In the early mornings during the northeast monsoon, the convection mainly occurred over the EC sub-region due to the retardation of the north-easterly wind by the land breeze and orographic blocking. During the afternoon, the superimposition of the sea breeze on the north-easterly monsoonal wind strengthened the north-easterly wind, thus causing the zone of convection to expand further inland. This generally explains the morning and afternoon rainfall maximum over the WC and IN regions, respectively. In addition, during this season, the diurnal rainfall cycle is relatively suppressed over the EC sub-region. The modelling result shows that the atmospheric stability increases during the daytime, while it decreases during the night-time. This finding is consistent with that of Lim (1979) over the northeast of Peninsular Malaysia, where the diurnal rainfall was suppressed.
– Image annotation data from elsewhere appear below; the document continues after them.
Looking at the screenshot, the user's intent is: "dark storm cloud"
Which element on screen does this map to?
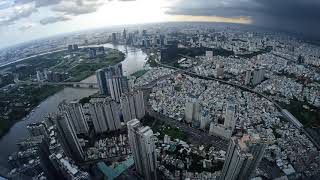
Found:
[40,16,70,25]
[167,0,320,38]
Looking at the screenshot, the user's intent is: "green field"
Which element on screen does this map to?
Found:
[0,49,125,137]
[0,86,62,137]
[51,50,125,82]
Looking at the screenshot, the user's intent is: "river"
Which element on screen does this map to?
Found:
[0,44,147,174]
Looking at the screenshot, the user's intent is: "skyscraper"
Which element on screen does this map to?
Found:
[245,67,266,86]
[127,119,157,180]
[96,69,110,95]
[120,91,145,122]
[27,122,49,138]
[224,98,236,131]
[185,99,201,123]
[59,101,89,134]
[89,98,121,133]
[54,114,84,162]
[220,135,266,180]
[96,63,129,102]
[38,139,63,180]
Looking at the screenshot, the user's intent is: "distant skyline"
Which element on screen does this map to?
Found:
[0,0,320,48]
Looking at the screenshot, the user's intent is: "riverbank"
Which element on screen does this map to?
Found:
[0,49,125,138]
[0,86,63,138]
[0,44,147,169]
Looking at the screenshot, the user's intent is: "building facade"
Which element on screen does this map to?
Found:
[127,119,157,180]
[120,91,145,122]
[89,98,121,133]
[220,135,266,180]
[54,114,85,162]
[59,101,89,134]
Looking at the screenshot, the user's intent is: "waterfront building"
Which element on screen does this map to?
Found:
[89,98,121,133]
[49,153,91,180]
[120,91,145,122]
[127,119,157,180]
[27,122,49,138]
[220,135,266,180]
[38,139,63,180]
[54,114,85,162]
[59,101,89,134]
[96,63,125,102]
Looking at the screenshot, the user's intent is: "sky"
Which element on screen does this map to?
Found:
[0,0,320,48]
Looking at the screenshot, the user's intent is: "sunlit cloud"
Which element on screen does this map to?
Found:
[169,15,253,24]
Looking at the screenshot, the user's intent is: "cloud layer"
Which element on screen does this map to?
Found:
[167,0,320,38]
[0,0,107,29]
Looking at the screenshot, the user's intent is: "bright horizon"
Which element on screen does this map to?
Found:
[0,0,252,48]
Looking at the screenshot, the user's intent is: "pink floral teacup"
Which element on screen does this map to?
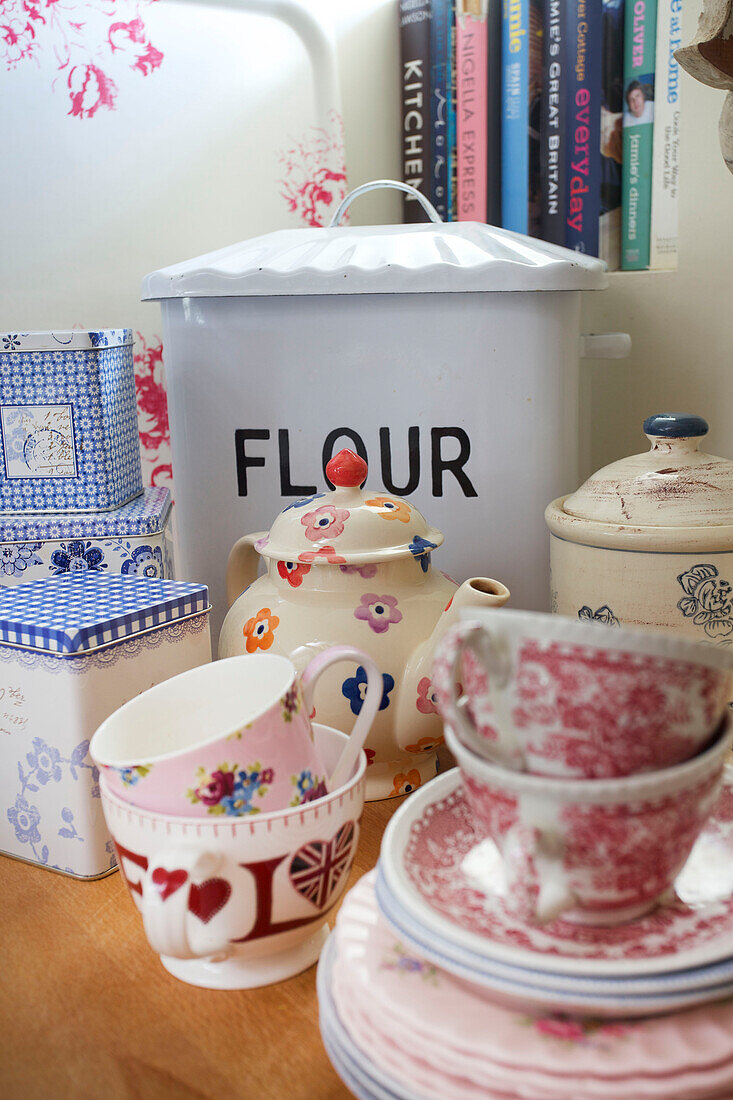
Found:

During the southwest monsoon and SON, NHRCM05 was unable to capture the morning rainfall maximum. This failure was caused by the inability of NHRCM05 to resolve SSL initiation over the Malacca Straits, which might be due to the use of insufficient resolution. Lane et al. (2001) and Bhatt et al. (2016) argued that a model resolution of at least 4 km (convection-permitting scale) is required for this SSL initiation. Furthermore, failure to resolve the eastward-traveling SSL may also be a contributing factor. Pritchard et al. (2011) and Gianotti (2013) showed that the eastward-traveling SSL could not be captured in simulations with the conventional CPS, as the schemes lacked the proper representation of cold outflows. The absence of cold outflows from convective downdrafts appears to be critical for the eastward-traveling SSL, as the cold outflows allow the simulation of self-generating convection in the SSL system. Therefore, simulation with a model at a convection-permitting resolution may be needed for better simulation of the southwest monsoon and SON morning rainfall maximum.